Crime Watch: August 30, 2013
by Terri Eyden on
Alabama State Employee Sentenced to Prison for Stolen Identity Refund Fraud
Chequlia Motley of Montgomery, Alabama, was sentenced August 13, 2013, to serve thirty-six months in prison for conspiracy and aggravated identity theft, the Justice Department and the US Attorney for the Middle District of Alabama announced. Motley pleaded guilty to those charges in May 2013.
According to Motley's plea agreement, she was a former state employee who stole identities from state databases and sold them to coconspirators. As evidence presented at the sentencing hearing showed, Motley had previously worked for the Alabama State Employees' Insurance Board and stole the personal information of over a hundred state workers and their family members from the databases maintained by the board.
She provided this information to Veronica Temple, Yolanda Moses, and Barbara Murry, who used the stolen identities to file false tax returns that fraudulently requested tax refunds from the IRS. Temple, Moses, and Murry were previously convicted and each sentenced in February to fifty-seven months in prison.
In addition to the prison sentence, Motley was ordered to pay $179,946 in restitution to the IRS.
Source: US Department of Justice
Federal Court Permanently Bars Indiana Instant Tax Service Franchisee from Tax Preparation
A federal court in Indianapolis permanently barred David Franklin and his company, Instant Refund Tax Service (IRTS), from preparing tax returns and from operating a tax-preparation business, the Justice Department announced August 19. The government alleged that IRTS, which Franklin wholly owns, operated as a franchisee of Instant Tax Service, a large national tax-preparation franchisor operated by ITS Financial LLC, based in Dayton, Ohio.
The order follows an earlier preliminary injunction against the defendants. In a separate case, a federal court in Ohio preliminarily enjoined the Dayton-based franchisor last November. The defendants in both cases consented to entry of the preliminary injunctions without admitting the allegations against them.
The Indiana permanent injunction order was signed by Judge Sarah Evans Barker of the US District Court for the Southern District of Indiana. The government complaint in the case alleged that Franklin owned and operated twenty-two Instant Tax Service locations that prepared and filed false and fraudulent income tax returns for customers, fabricated income for phony businesses to obtain larger tax credits, forged W-2 forms, filed returns improperly based on paycheck stubs rather than W-2 forms, claimed false education tax credits, and reported false filing statuses for customers. The government also accused Franklin's offices of filing tax returns without customers' authorization and selling false and deceptive loan products to customers.

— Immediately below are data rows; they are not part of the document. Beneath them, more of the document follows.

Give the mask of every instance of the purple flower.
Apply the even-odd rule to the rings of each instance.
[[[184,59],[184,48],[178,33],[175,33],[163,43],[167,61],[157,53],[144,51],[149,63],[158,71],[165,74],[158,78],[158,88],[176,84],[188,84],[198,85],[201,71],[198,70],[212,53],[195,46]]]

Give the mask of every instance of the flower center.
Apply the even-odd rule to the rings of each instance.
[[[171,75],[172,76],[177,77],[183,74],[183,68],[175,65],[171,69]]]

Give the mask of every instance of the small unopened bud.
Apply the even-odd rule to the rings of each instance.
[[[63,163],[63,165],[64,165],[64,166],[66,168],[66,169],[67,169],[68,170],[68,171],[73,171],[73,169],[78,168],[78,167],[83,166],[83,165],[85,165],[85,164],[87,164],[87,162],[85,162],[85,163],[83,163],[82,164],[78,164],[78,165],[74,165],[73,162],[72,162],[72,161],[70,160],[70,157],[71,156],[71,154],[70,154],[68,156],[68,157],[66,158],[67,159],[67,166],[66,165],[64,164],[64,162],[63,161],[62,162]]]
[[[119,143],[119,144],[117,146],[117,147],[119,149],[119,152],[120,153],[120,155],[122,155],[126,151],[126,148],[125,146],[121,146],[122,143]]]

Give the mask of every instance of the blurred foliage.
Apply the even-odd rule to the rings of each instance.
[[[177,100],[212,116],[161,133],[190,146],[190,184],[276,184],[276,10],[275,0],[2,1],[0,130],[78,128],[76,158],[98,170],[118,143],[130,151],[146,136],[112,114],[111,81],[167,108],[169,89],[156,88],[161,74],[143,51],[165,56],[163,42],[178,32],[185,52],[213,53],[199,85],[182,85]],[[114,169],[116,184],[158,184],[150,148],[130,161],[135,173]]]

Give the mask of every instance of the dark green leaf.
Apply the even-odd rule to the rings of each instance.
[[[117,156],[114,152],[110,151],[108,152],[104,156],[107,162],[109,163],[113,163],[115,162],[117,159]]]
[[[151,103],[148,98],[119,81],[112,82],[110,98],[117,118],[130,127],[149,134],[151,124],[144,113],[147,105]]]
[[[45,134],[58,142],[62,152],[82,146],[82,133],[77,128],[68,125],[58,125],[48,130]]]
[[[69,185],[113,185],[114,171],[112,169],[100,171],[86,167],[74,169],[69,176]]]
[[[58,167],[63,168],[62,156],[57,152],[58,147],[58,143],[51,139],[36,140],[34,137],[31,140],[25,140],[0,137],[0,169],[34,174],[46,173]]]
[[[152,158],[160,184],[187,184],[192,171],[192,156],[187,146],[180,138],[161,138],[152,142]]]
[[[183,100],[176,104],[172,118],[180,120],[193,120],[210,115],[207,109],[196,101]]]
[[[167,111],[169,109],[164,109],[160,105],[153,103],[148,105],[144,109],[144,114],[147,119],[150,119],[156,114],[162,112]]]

The case is one of five similar civil actions that the Justice Department brought against Instant Tax Service franchises and the corporate franchisor, ITS Financial, which claims to be the fourth-largest tax-preparation firm in the nation. The court recently conducted a two-week trial in the Ohio case in connection with the government's request to permanently enjoin the Instant Tax Service franchisor. A decision has not yet been issued.
Source: US Department of Justice
Alabama Tax Return Preparers and Nineteen Foreign Nationals Charged with Conspiring to Defraud the United States, Identity Theft, and Money Laundering
The Justice Department announced August 20 that a fourteen-count superseding indictment was unsealed, charging JB Tax Professional Services Inc., Jacqueline J. Arias, and Jose Bayron Estrada, of Spruce Pine, Alabama, along with nineteen foreign nationals, many of whom resided in the New Orleans area, with conspiracy to defraud the United States and conspiracy to commit mail and wire fraud by filing fraudulent income tax returns. The indictment also charges certain defendants with aggravated identity theft and conspiracy to commit money laundering. Most of the defendants were previously indicted in May 2013 and arrested in June 2013.
According to the indictment, members of the conspiracy obtained Forms W-2, often by purchasing them for cash, for the purposes of filing fraudulent income tax returns. Conspirators further obtained individual taxpayer identification numbers (ITINs) for use in filing fraudulent tax returns, in some cases using false applications filed with the assistance of Arias and JB Tax Professional Services. An ITIN is a tax processing number issued by the IRS to individuals who do not have, and are not eligible to obtain, a Social Security number. Both Arias and the business were designated by the IRS as certified acceptance agents, which are entrusted by the IRS with the responsibility of reviewing the documentation of an ITIN applicant's identity and alien status for authenticity, completeness and accuracy before submitting their application to the IRS.
The charging documents allege that the defendants used the Social Security numbers of real persons to conduct mail and wire fraud. The defendants also allegedly disguised and concealed the proceeds of their fraud by agreeing to conduct certain types of financial transactions.
Each defendant faces a maximum potential sentence of five years in prison for the conspiracy charge. Each aggravated identity theft charge carries a mandatory two-year prison sentence, and the defendants charged in the money laundering conspiracy count face a possible maximum sentence of twenty years in prison. The defendants will also be subject to fines, mandatory restitution, and forfeiture if convicted.